While Meg Whitman appointment as HP CEO has garnered mixed reactions from media pundits and financial observers, many tech bloggers are choosing to give the new leader some advice to help turn around the troubled IT giant.

John Baldoni, a blogger with BNet, said of the last five HP CEOs, only Lewis Platt was an insider promoted from within. The last three have all been hired from the outside, he added.

“Looking at the pictures of the four past CEOs of Hewlett-Packard stretched across the top of the New York Times business section, I thought of what Casey Stengel used to say about his New York Mets ball club – ‘Can’t anyone here play this game,”’ Baldoni wrote.

For Whitman to succeed at fixing HP, he said, she needs to hold town hall meetings across HP facilities and encourage employees to open up and share their ideas. As an outsider, Whitman would also do well to focus on promoting within, Baldoni said.

“Use your outsider status as an excuse to ‘ask dumb questions.’ That’s a technique that I’ve heard newly hired CEOs advocate.”
 
“Vow to be the last CEO HP hires from the outside,” he wrote.

The Street blogger James Rogers said that Whitman’s top priority should be to build stronger lines of communication around HP in order to avoid repeating the fiasco that occurred when it made its Aug. 18 strategy announcements.

“Whereas her predecessor paid the price for keeping a relatively low profile, Whitman will be a much more visible presence,” he wrote. “One of the best-known faces in Silicon Valley, the one-time eBay boss is an accomplished public performer, so expect to see her on TV and the keynote circuit hammering home HP’s strategy.”

InformationWeek’s Fritz Nelson said that while he was impressed that Whitman said “execution” is the only way to rebuild confidence, the rest of her acceptance speech contradicted that statement.

“Execute what? Because in practically the same breath, (HP Chariman Ray) Lane and Whitman said HP’s strategy was sound, and now, too, is its leadership,” he wrote. “In fact, all the strategy needed was a better communicator and executor, and Apotheker had been neither.”

“On that, there is little disagreement.

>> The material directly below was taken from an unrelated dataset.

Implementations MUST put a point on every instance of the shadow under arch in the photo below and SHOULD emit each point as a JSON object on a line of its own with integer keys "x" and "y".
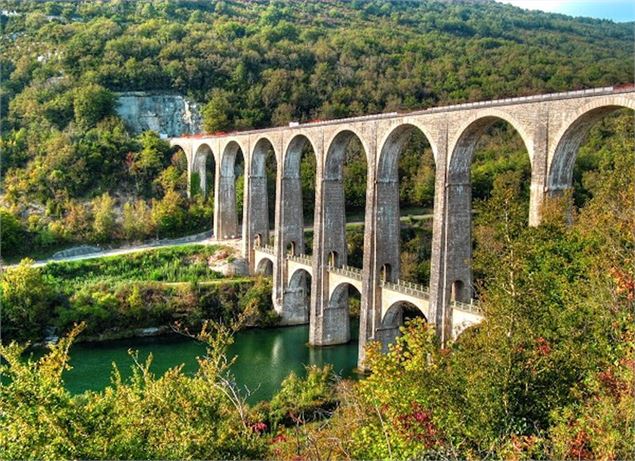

But far too many questions and contradictions remain to pin all of HP’s problems on Apotheker’s lack of clarity – or to pin its hopes on Whitman’s unbridled enthusiasm.”

Nelson said that HP needs to shore up its customer sentiment for the company’s core hardware and software infrastructure businesses.

“It needs to make a very quick decision on its PC business, preferably to keep it as is,” he wrote. “It needs to clarify its services business and outline a game-plan for its cloud ambitions, including what it will deliver, and when. And then it needs to tidy up its balance sheet for a future that may well see the company invest in growing a software business around structured and unstructured data, but also one that helps fuel its business in the data centre.”